Here is an odd application of multiple integration. I know that \(e^{-x^2}\) has no elementary antiderivative. Therefore, the intergal
\begin{equation*}
A = \int_{-\infty}^\infty e^{-x^2} dx
\end{equation*}
cannot be evaluated directly. However, this is a very important integral: \(e^{-x^2}\) is the normal distribution and, in Statistics, I need to integrate it frequently. I’ll use integrals over \(\RR^2\text{,}\) strangely enough, to calculate this integral by squaring the single variable integral.
\begin{align*}
A \amp = 2 \int_{0}^\infty e^{-x^2} dx\\
A^2 \amp = \left( 2 \int_{0}^\infty e^{-x^2} dx \right)

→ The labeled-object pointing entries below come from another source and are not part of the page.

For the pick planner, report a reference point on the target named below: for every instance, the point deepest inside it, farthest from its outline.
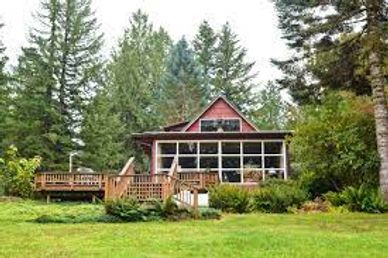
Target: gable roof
(225, 100)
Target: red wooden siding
(219, 110)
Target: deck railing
(69, 181)
(199, 179)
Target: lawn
(252, 235)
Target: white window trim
(223, 118)
(220, 155)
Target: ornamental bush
(17, 174)
(334, 144)
(363, 198)
(229, 198)
(278, 197)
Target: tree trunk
(376, 78)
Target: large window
(220, 125)
(235, 161)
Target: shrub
(332, 146)
(363, 198)
(132, 210)
(16, 174)
(71, 218)
(229, 198)
(277, 198)
(209, 213)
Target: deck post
(195, 204)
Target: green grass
(252, 235)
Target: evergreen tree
(134, 78)
(308, 25)
(234, 75)
(270, 112)
(183, 84)
(55, 77)
(102, 134)
(4, 95)
(205, 50)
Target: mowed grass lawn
(252, 235)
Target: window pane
(252, 147)
(208, 147)
(253, 162)
(252, 175)
(231, 148)
(209, 125)
(273, 162)
(167, 148)
(188, 162)
(209, 162)
(226, 125)
(231, 125)
(165, 162)
(274, 174)
(232, 176)
(273, 147)
(231, 162)
(187, 148)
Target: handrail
(115, 186)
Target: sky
(254, 21)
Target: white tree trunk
(381, 118)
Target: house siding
(219, 110)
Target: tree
(205, 50)
(55, 78)
(102, 134)
(234, 77)
(304, 22)
(17, 174)
(184, 94)
(134, 78)
(270, 112)
(332, 146)
(4, 95)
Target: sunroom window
(220, 125)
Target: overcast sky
(254, 21)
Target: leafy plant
(333, 146)
(229, 198)
(363, 198)
(209, 213)
(17, 174)
(279, 197)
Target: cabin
(219, 146)
(221, 141)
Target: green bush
(209, 213)
(17, 174)
(71, 218)
(363, 198)
(332, 146)
(278, 197)
(132, 210)
(229, 198)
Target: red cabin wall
(220, 109)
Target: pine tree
(270, 112)
(4, 96)
(304, 22)
(205, 50)
(102, 134)
(134, 78)
(55, 78)
(234, 75)
(184, 93)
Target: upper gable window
(221, 125)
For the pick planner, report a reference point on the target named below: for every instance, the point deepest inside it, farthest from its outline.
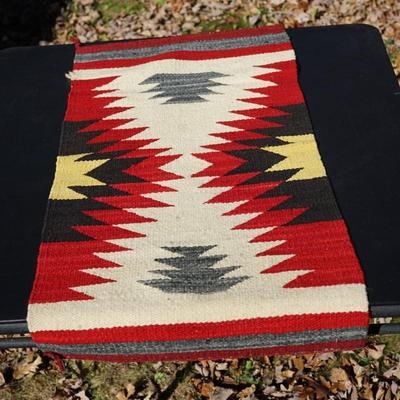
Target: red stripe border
(187, 331)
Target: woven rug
(191, 215)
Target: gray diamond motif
(193, 272)
(183, 88)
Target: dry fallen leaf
(207, 389)
(376, 351)
(82, 395)
(25, 367)
(221, 393)
(338, 374)
(393, 372)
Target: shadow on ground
(27, 22)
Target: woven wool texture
(190, 215)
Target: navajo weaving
(191, 215)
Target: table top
(354, 104)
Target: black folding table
(354, 103)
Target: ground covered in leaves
(92, 20)
(371, 373)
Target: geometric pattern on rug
(190, 214)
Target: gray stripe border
(224, 343)
(203, 45)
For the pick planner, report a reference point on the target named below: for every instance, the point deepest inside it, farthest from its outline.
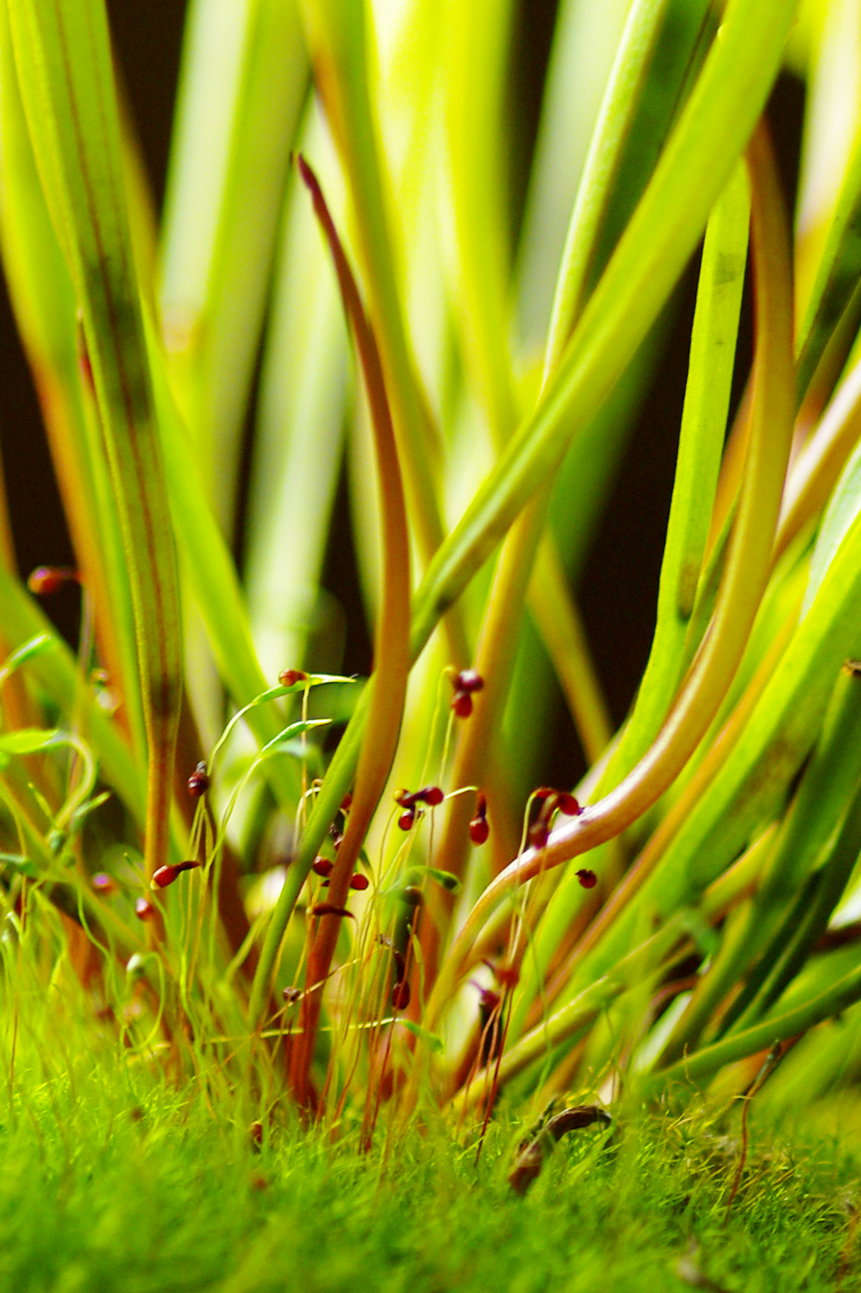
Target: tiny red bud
(507, 976)
(401, 996)
(290, 676)
(538, 833)
(478, 830)
(167, 874)
(462, 704)
(468, 680)
(47, 579)
(198, 782)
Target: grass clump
(349, 907)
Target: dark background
(617, 594)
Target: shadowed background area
(618, 590)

\left(2 \int_{0}^\infty e^{-y^2} dy \right)
\end{align*}
The second integral uses a new variables since variables of integration only matter inside the integral. Then I can combine the two integrals.
\begin{align*}
A^2 \amp = 4 \int_0^\infty \int_0^\infty e^{-x^2} e^{-y^2}
dx dy\\
\amp = 4 \int_0^\infty \int_0^\infty e^{-(x^2 + y^2)} dx
dy
\end{align*}
Now I am going to do a substitution in the \(y\) variable. Treating the \(x\) variable as a constant, I replace \(y\) with \(y = xs\) so that \(dy = x ds\text{.}\) If \(y=0\) then \(s=0\) and as \(y \rightarrow
\infty\text{,}\) \(s \rightarrow \infty\text{,}\) so the bounds for \(s\) remain the same as the bounds for \(y\text{.}\) Remember, \(x\) is a constant through this whole substitution. (Using Fubini’s Theorem, I could think of \(y\) as the inside integral for this substitution, and then switch back to thinking of \(x\) as the inside integral after the substitution.)
\begin{align*}
A^2 \amp = 4 \int_0^\infty \int_0^\infty e^{-x^2 (1+s^2)}
x dx ds\\
\amp = 4 \int_0^\infty \left. \frac{-1}{2(1+s^2)}
e^{-x^2(1+s^2)} \right|_0^\infty ds\\
\amp = 2 \int_0^\infty \frac{1}{1+s^2} ds\\
\amp = \lim_{a \rightarrow \infty} 2 \arctan a - \arctan 0
= \frac{2\pi}{2} = \pi\\
A \amp = \int_{-\infty}^\infty e^{-x^2} dx = \sqrt{\pi}
\end{align*}
I recover the area under the bell curve: \(\sqrt{\pi}\text{.}\) It’s a very strange result. However, if you taken any statistics and worked on normal distributions, likely you will recall the presence of these strange \(\sqrt{\pi}\) terms. Now I know they are present to normalize the area (since we want a probability function to have area one under its graph).